REVIEW! Maggie May by SDWC Productions @ the Finborough Theatre

Music and Lyrics: Lionel Bart
Book: Alun Owen
Director: Matthew Iliffe
Musical Director: Henry Brennan
Choreographer: Sam Spencer-Lane
Review by Peter Hoekstra-Bass and Sophia Halpin

James Darch and Kara Lily Hayworth in Maggie May at Finborough Theatre (courtesy Ali Wright) (4).jpg

Image credit: Ali Wright

When one hears of a revival of a musical that hasn’t seen the London stage for over fifty years, it is understandable to respond with a measure of scepticism. The stage is always hungry for vibrant musical productions, whether old or new, and five decades of West End silence do not speak well to a show’s calibre. The production at the Finborough Theatre proudly touts their season of Maggie May as the first professional UK production in over fifty years. I went in with moderated expectations.

Inspired by the folk ballad of the same name, Maggie May tells the story of two young lovers: Pat Casey, son and heir apparent of the once-and-future king of the docklands unionists, and Pat’s sweetheart – the titular heroine, a Liverpudlian sex worker-with-a-heart-of-gold. The show is unrepentantly political and working class, as most of the action is given over to the struggles of Casey and his friends against the establishment, personified in their corrupt union leader Willie Morgan.

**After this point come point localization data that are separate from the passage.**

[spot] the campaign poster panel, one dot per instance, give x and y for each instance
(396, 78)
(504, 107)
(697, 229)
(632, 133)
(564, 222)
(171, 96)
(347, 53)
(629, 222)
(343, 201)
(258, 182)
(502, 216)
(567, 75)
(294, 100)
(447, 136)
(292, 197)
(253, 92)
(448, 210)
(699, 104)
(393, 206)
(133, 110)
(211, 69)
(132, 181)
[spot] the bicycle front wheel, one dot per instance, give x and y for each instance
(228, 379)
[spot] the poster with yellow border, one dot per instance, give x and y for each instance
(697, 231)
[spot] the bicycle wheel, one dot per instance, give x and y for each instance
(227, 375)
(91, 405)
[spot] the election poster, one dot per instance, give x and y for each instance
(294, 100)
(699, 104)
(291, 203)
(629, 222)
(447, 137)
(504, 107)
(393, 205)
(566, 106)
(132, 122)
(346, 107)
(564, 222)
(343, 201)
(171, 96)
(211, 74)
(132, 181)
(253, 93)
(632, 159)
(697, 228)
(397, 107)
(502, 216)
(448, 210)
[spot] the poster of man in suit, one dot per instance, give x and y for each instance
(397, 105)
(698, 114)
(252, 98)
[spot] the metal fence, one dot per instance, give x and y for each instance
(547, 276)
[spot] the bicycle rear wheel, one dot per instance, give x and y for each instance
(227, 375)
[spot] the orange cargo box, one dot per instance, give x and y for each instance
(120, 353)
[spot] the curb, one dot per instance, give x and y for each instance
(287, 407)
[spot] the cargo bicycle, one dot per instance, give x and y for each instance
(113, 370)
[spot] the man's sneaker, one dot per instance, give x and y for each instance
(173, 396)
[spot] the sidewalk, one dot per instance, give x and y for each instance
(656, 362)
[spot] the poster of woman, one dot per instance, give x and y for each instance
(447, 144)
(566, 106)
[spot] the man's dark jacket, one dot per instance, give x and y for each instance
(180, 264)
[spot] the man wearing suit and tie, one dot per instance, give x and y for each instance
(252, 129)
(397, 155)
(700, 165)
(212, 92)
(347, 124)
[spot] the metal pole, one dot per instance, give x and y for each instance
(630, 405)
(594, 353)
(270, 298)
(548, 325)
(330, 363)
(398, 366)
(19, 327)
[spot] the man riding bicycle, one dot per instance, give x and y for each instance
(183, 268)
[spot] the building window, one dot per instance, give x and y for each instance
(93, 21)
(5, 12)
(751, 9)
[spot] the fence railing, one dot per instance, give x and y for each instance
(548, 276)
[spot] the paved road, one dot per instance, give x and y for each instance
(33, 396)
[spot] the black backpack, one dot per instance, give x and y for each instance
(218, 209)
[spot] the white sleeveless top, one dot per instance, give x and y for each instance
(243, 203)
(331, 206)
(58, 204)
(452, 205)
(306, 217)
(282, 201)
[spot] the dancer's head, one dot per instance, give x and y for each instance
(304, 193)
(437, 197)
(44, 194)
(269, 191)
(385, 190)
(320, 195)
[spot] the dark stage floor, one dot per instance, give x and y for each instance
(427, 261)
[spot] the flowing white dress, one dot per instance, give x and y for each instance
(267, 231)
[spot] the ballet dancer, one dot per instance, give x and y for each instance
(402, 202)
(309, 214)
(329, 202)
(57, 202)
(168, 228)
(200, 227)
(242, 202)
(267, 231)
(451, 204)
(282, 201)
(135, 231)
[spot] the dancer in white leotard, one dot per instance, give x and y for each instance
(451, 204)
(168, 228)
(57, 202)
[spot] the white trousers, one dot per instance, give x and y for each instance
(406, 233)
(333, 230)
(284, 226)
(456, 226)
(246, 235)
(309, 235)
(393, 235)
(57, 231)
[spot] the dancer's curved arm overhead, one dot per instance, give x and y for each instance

While the refrains of “Solidarity Forever” seem to echo over almost every scene, the political backdrop of the story is rarely more than that, as the broad beats of the story could be put over any narrative aesthetic and work just as well. Indeed, in his role as the son of a union organiser murdered by the police and heir presumptive to his father’s position, Patrick Casey has more of Aragorn about him than he does Enjolras. And while the themes of social stratification, exploitation of workers, and economic hardship may still ring true today, the piece shows its age in its one-note depictions of women. It’s certainly the sort of mid-twentieth century musical in which the boys sing about politics, social change, identity, and personal destiny, and the girls sing about… boys.

Joshua Barton, Kara Lily Hayworth and Michael Nelson in Maggie May at Finborough Theatre (courtesy Ali Wright).jpg

Image credit: Ali Wright

By a significant margin, the weakest element of this revival of Maggie May is the book itself, which is to say that this is an excellent production of some mediocre material.

The cast (seemingly impossibly large for the pub-theatre scale of the production) is uniformly excellent, and it was hard to believe they had only been performing together for a few days. Whether in their roles as friends or foes, lovers or rivals, the chemistry was always vivid and convincing between all the characters, and the obvious comfort the cast had with each other was keenly felt by the audience.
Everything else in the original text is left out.